Ses principaux arguments sont l'absence de faute, l'absence de preuve des désordres et son rôle dans l'opération, outre la contestation des demandes financières adverses :
* L'inapplicabilité des fondements juridiques invoqués,
* L'absence de preuve de dysfonctionnements réels
L'agence conteste la réalité technique des dommages allégués par l'acheteuse en rappelant qu'aucun diagnostic technique probant n'a été communiqué pour démontrer les prétendues non-conformités .
Elle invoque l'obstruction de l'acheteuse qui, lors de l'expertise contradictoire, a refusé de mettre la chaudière en marche, empêchant ainsi les experts de constater matériellement les fumées ou les émanations de monoxyde de carbone alléguées. En outre, elle n'a justifié d'aucun entretien annuel de l'installation, ce qui pourrait expliquer d'éventuels problèmes après deux ans d'utilisation.

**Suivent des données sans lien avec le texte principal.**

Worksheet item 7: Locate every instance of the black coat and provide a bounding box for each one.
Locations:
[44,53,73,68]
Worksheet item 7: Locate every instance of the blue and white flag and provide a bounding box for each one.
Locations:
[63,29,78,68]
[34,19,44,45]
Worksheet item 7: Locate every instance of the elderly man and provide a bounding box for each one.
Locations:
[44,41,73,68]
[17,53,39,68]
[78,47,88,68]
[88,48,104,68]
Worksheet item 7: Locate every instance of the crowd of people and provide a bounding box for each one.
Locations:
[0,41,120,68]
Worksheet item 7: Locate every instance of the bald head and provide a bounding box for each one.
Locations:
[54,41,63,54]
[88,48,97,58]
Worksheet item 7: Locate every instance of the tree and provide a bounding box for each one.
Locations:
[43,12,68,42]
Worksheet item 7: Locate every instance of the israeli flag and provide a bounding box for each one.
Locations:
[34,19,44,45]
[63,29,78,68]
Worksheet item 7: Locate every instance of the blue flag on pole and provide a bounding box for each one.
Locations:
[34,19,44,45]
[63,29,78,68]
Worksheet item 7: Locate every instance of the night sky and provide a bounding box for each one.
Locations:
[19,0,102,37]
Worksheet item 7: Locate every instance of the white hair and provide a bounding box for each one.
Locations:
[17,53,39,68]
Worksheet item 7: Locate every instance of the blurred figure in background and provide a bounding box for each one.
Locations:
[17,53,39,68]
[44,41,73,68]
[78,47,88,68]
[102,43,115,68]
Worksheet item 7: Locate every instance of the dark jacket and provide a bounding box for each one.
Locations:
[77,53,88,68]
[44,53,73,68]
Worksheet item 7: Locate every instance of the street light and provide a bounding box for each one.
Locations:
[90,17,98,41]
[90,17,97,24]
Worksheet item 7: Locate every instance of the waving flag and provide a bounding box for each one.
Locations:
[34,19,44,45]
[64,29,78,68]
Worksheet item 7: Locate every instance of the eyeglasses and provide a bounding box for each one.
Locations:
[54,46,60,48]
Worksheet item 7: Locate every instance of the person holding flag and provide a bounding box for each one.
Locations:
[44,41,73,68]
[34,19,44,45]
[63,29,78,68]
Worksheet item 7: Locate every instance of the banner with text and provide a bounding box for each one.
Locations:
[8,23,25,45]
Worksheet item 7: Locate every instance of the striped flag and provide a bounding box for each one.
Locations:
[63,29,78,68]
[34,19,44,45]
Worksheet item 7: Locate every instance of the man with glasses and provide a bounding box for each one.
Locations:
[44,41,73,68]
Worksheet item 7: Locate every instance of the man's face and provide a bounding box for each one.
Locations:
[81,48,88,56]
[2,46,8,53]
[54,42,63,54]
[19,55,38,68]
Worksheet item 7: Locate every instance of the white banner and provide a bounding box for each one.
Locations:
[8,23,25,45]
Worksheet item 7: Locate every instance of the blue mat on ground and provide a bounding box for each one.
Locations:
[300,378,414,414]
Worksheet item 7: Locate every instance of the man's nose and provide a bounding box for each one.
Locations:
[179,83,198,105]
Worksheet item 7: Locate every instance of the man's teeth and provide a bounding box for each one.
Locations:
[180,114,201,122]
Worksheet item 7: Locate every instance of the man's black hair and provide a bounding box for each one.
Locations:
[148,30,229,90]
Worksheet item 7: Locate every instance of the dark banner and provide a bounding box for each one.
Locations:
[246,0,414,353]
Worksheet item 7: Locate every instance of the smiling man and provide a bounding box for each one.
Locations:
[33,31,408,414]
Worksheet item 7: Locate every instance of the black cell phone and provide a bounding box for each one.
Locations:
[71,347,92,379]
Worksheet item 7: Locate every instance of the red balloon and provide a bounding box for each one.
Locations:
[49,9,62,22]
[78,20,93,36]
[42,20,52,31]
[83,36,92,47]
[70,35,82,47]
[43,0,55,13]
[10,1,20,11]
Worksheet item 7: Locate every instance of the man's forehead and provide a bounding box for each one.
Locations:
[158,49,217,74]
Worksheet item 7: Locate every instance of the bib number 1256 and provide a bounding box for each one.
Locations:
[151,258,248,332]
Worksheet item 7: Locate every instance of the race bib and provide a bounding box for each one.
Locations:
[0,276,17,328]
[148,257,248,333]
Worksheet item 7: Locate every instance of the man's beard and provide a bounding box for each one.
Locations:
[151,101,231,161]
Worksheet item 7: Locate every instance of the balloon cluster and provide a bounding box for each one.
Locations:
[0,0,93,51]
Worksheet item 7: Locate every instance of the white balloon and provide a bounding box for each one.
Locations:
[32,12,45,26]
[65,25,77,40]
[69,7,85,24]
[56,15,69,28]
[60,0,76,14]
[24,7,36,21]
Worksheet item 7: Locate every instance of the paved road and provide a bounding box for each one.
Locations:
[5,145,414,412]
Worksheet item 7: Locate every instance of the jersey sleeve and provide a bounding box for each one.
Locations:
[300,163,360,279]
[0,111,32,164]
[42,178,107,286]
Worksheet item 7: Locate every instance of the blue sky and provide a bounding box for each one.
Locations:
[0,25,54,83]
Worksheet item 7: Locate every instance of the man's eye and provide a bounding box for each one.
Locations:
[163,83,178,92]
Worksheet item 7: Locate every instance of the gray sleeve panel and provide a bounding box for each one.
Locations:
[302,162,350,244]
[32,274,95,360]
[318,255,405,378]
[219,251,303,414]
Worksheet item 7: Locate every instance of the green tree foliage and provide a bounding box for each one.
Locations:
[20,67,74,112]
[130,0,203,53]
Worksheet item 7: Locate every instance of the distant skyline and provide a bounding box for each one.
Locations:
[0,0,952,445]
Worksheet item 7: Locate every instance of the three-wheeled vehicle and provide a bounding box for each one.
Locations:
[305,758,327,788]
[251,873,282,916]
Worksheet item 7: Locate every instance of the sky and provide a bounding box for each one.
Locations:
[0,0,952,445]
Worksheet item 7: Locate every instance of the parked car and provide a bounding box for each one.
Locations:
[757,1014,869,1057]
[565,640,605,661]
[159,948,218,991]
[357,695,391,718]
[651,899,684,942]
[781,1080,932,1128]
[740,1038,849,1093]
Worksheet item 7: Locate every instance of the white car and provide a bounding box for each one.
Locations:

L'agence affirme avoir parfaitement rempli ses obligations professionnelles : elle a informé Mme [R] du changement de chaudière dès octobre 2018, celle-ci disposait des clés avant la vente et a pu visiter le local. Elle a elle-même pris des photos des jonctions faites avec des bouteilles en plastique et a exprimé ses doutes par mail le 14 décembre 2018. Malgré ses doutes sur la "normalisation" de l'installation, Madame [R] a choisi de signer l'acte authentique sans demander de baisse de prix ni émettre de réserves dans l'acte définitif. L'acte notarié mentionnait explicitement que le vendeur avait installé lui-même la chaudière récemment
* La contestation des préjudices financiers
L'agence remet en question les demandes indemnitaires qu'elle juge surévaluées par rapport à des devis précédents beaucoup moins élevés (environ 4 500 € ou 13 000 €)
Elle souligne la carence de l'acheteuse car, si Mme [R] a subi un froid hivernal, elle en est la seule responsable pour ne pas avoir fait effectuer les réparations sommaires prévues dans les premiers devis dès janvier 2019.
À titre infiniment subsidiaire, si la cour devait retenir une responsabilité, l'agence demande que M. [I] soit condamné à la relever indemne, puisqu'il est le seul concepteur et installateur de la chaudière litigieuse.